Whole genome sequencing, de novo assembly and phenotypic profiling for the new budding yeast species Saccharomyces jurei.

Saccharomyces sensu stricto complex consist of yeast species, which are not only important in the fermentation industry but are also model systems for genomic and ecological analysis. Here, we present the complete genome assemblies of Saccharomyces jurei, a newly discovered Saccharomyces sensu stricto species from high altitude oaks. Phylogenetic and phenotypic analysis revealed that S. jurei is more closely related to S. mikatae, than S. cerevisiae, and S. paradoxus The karyotype of S. jurei presents two reciprocal chromosomal translocations between chromosome VI/VII and I/XIII when compared to the S. cerevisiae genome.
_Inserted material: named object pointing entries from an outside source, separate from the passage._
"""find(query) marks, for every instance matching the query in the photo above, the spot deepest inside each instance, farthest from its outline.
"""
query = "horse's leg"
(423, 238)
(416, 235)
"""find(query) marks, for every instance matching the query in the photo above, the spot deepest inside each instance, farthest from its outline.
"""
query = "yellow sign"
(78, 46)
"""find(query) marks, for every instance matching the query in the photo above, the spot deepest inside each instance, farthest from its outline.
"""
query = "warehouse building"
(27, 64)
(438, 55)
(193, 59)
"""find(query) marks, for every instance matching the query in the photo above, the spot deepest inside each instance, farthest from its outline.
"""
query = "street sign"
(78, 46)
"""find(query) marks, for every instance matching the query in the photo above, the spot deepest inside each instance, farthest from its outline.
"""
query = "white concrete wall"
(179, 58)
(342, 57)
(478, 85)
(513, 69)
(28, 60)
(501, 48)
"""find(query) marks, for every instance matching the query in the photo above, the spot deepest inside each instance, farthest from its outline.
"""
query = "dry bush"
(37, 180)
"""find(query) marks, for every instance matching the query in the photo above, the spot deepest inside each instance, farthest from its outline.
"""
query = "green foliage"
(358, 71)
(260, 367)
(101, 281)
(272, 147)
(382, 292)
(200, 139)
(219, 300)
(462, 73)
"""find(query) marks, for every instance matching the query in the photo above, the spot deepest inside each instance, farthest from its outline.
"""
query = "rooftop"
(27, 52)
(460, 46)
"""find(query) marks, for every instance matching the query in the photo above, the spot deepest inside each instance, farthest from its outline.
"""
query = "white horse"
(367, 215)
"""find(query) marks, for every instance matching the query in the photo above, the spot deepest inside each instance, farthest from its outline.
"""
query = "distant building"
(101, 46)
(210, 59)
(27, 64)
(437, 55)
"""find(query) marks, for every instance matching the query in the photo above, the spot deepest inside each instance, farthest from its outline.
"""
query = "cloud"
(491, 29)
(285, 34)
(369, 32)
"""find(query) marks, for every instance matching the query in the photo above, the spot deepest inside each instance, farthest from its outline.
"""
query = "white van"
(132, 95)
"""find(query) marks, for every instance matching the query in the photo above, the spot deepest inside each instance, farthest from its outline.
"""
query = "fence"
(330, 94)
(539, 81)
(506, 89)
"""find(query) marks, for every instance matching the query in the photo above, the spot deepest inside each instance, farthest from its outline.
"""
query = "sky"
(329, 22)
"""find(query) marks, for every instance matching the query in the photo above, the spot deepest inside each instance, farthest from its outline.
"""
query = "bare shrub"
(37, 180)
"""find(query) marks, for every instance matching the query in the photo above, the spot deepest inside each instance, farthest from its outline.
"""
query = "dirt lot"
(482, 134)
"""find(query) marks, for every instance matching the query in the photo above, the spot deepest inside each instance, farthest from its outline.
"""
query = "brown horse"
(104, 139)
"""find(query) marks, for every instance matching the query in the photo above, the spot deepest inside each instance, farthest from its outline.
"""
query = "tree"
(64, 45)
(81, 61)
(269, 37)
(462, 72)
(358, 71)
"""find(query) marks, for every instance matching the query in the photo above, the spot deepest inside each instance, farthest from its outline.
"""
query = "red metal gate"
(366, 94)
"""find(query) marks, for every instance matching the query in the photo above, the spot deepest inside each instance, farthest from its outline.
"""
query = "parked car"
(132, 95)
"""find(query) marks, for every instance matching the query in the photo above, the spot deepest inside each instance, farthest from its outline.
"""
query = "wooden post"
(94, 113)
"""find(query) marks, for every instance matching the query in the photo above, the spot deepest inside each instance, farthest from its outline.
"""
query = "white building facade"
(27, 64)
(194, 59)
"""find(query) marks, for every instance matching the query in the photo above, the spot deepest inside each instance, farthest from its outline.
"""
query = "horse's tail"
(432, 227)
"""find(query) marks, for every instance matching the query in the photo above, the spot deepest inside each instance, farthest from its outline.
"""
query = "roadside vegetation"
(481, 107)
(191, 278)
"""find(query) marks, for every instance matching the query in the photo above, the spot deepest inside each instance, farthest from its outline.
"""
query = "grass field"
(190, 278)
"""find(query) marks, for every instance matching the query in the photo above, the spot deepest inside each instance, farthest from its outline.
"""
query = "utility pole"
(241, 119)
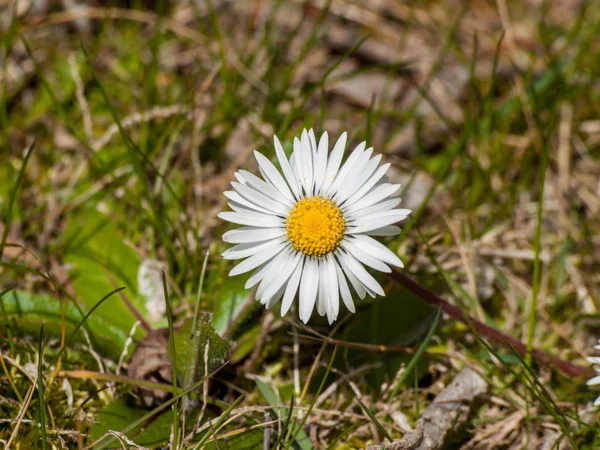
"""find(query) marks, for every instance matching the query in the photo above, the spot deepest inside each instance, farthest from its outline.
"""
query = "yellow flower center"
(315, 226)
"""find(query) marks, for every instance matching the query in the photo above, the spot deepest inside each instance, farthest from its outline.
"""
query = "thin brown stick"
(487, 332)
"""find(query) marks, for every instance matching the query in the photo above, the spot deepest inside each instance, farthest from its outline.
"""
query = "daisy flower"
(308, 228)
(595, 380)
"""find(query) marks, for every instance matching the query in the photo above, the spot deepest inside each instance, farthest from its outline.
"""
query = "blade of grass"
(194, 348)
(312, 403)
(41, 391)
(90, 312)
(219, 421)
(132, 426)
(175, 443)
(286, 424)
(13, 196)
(377, 423)
(535, 289)
(413, 361)
(347, 431)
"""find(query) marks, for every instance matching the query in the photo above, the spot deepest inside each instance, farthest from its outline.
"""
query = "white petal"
(355, 282)
(296, 163)
(272, 275)
(360, 272)
(244, 250)
(260, 199)
(354, 156)
(274, 299)
(252, 234)
(273, 175)
(267, 268)
(377, 250)
(384, 205)
(238, 176)
(344, 289)
(350, 246)
(288, 269)
(286, 168)
(265, 188)
(390, 230)
(308, 288)
(307, 164)
(360, 173)
(333, 293)
(333, 162)
(253, 220)
(378, 220)
(313, 147)
(292, 288)
(322, 292)
(375, 196)
(232, 195)
(256, 260)
(366, 188)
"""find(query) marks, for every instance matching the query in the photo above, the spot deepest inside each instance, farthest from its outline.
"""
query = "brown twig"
(485, 331)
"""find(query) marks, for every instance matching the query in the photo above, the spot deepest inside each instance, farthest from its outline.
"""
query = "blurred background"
(123, 123)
Interestingly, while the rearrangement I/XIII is unique to S. jurei, the other is in common with S. mikatae strain IFO1815, suggesting shared evolutionary history of this species after the split between S. cerevisiae and S. mikatae The number of Ty elements differed in the new species, with a higher number of Ty elements present in S. jurei than in S. cerevisiae Phenotypically, the S. jurei strain NCYC 3962 has relatively higher fitness than the other strain NCYC 3947T under most of the environmental stress conditions tested and showed remarkably increased fitness in higher concentration of acetic acid compared to the other sensu stricto species. Both strains were found to be better adapted to lower temperatures compared to S. cerevisiae. Copyright © 2018 Naseeb et al.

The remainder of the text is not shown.